T1TL mesh constellation_Northrop Grumman.

The Space Development Agency will begin launching its Tranche 1 Transport Layer communications mesh network in 2024. (Image: Northrop Grumman)

AFA 2022 — The Space Development Agency’s rapid development-to-acquisition cycle could serve as a “model” for the rest of the Space Force acquisition community, the service’s acquisition executive said today — signaling the potential for a major shake-up in the Pentagon’s traditional approach that has seen new space systems take years, if not decades, to come to fruition.

“I am genuinely excited about their approach to doing business,” Frank Calvelli told the Air Force Association (AFA) conference in Maryland. Calvelli, who took up his post as the first-ever assistant secretary of the Air Force for space acquisition and integration on May 5.

“They are building small, they are doing things on two-year [cycles], and they are delivering capabilities faster. And I actually think that’s a model that we can take advantage of and actually push across the organization, across the other PEOs [program executive offices] and something we can learn from,” he explained.

Therefore, Calvelli said, when SDA is integrated into the Space Force “in a couple of weeks,” there will be no “dramatic organizational changes” for the agency nor any changes to its current acquisition authorities — which in general allow SDA Director Derek Tournear to use non-traditional contracting solutions to speed capabilities to the field via a spiral development approach.

Instead, Calvelli held up the SDA’s acquisition approach as an example to be emulated by other acquisition program offices under Space Systems Command (SSC), the service’s major acquisition command based in Los Angeles, to speed up satellite development and acquisition. Business as usual, where development of a new satellites takes years if not decades, simply isn’t good enough, he suggested. He specifically pointed to the multi-billion dollar Next-Generation Overhead Persistent Infrared (Next-Gen OPIR) missile warning satellite program’s long gestation period.

Next-Gen OPIR, being designed to replace the current  Space Based Infrared System (SBIRS) satellites, comprises three separate development efforts: a set of three satellites in Geosynchronous Orbit (called Next-Gen GEO), some 36,000 kilometers in altitude, being built by Lockheed Martin; two satellites in an elliptical orbit over the Earth’s poles, being built by Northrop Grumman; and a ground system called Future Operationally Resilient Ground Evolution (FORGE), spearheaded by Raytheon Technologies.

“[L]ook at Next-Gen GEO — that should not be that hard,” Calvelli said. “Forgive me for saying that, but I mean, it’s a seven-year development for a class of spacecraft for missile warning that we’ve been building as a nation for … 30, 40 years, right?”

There are three ways that the Space Force can speed up the acquisition process, he said.

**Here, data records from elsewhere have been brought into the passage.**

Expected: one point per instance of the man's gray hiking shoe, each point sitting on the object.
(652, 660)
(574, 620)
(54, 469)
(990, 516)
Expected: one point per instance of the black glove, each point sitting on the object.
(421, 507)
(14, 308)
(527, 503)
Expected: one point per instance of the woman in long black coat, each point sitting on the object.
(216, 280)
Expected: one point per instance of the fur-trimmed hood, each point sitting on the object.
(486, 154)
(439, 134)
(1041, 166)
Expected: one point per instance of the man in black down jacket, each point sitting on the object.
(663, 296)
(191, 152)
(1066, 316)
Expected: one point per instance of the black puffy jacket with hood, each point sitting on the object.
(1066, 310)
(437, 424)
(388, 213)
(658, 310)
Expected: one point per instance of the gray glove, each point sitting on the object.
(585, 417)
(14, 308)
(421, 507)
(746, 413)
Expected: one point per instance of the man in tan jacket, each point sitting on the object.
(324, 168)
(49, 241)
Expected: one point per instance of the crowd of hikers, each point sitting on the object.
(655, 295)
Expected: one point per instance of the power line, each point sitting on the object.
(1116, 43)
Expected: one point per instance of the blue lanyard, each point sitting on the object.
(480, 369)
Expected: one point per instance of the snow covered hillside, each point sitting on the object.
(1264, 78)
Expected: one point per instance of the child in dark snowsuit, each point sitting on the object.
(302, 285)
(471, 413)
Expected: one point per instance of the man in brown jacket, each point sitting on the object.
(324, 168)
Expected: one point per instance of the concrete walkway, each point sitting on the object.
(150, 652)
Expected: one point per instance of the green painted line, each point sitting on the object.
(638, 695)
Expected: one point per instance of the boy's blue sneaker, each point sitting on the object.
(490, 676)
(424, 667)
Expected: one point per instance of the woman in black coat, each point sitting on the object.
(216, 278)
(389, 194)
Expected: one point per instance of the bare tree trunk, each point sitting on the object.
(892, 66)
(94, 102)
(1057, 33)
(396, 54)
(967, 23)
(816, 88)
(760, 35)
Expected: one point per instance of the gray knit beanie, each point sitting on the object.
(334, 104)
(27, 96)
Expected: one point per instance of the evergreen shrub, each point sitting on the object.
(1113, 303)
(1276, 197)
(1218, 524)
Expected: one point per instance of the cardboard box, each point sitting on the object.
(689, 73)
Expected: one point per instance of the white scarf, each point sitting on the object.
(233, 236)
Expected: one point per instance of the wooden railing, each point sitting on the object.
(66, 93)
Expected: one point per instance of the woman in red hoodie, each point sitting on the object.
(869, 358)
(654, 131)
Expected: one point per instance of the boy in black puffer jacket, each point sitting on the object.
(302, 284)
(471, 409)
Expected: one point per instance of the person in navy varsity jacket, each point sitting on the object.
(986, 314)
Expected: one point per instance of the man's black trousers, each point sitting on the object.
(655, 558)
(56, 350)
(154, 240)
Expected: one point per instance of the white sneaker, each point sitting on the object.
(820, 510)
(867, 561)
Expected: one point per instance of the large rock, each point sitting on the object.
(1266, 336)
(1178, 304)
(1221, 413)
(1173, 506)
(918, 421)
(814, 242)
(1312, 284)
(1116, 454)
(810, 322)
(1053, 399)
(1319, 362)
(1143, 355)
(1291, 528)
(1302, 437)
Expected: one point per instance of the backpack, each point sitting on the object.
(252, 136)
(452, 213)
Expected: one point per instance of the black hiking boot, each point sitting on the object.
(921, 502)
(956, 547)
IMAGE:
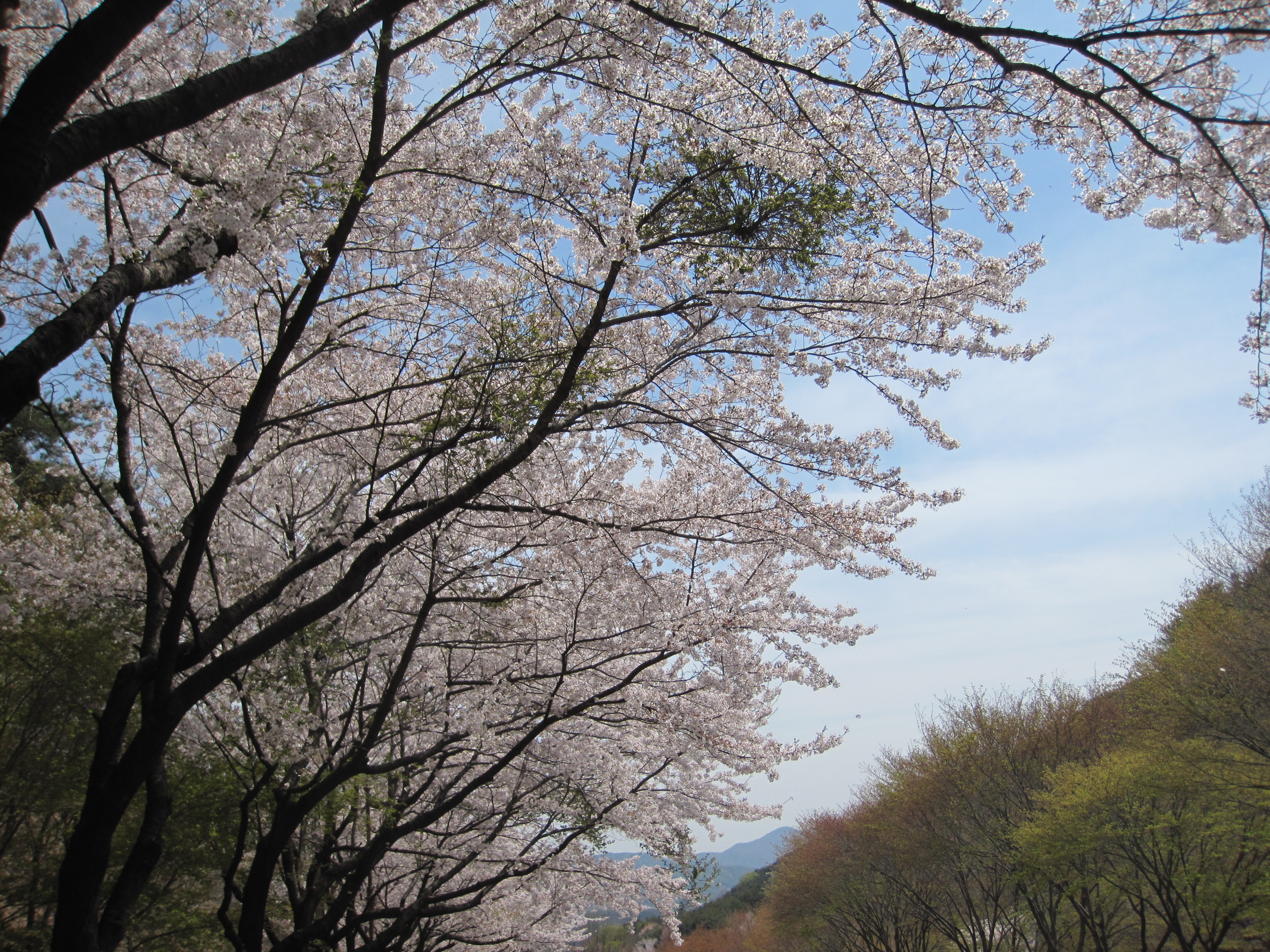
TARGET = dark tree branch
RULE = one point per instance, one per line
(49, 344)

“The first is building smaller,” Calvelli said. “Building smaller spacecraft can be done faster. It’s just a matter of physics. So, going small with space and going smaller, in more manageable bite-sized chunks of ground, are key enablers to speed.

“A second key enabler to speed is reducing non-recurring engineering, using existing technology and existing designs,” he added.

And lastly, Calvelli said, is that the Space Force has to be able to actually execute its plans and keep to schedules.

“One of the things as I prepped for my hearings this past spring that I noticed was that there’s a track record of being late on programs,” he said. “We have to turn that track record around and actually execute.”

Outside the Space Force, Calvelli urged industry to both be realistic about capabilities during the bidding process, so that vendors can actually follow through on program goals.

“My message to industry, I would say, is please bid on programs with realistic cost and realistic schedules,” he said. “And please bid on programs [where] you can be successful. Then, when you win that contract, execute — deliver those programs on cost … on schedule.”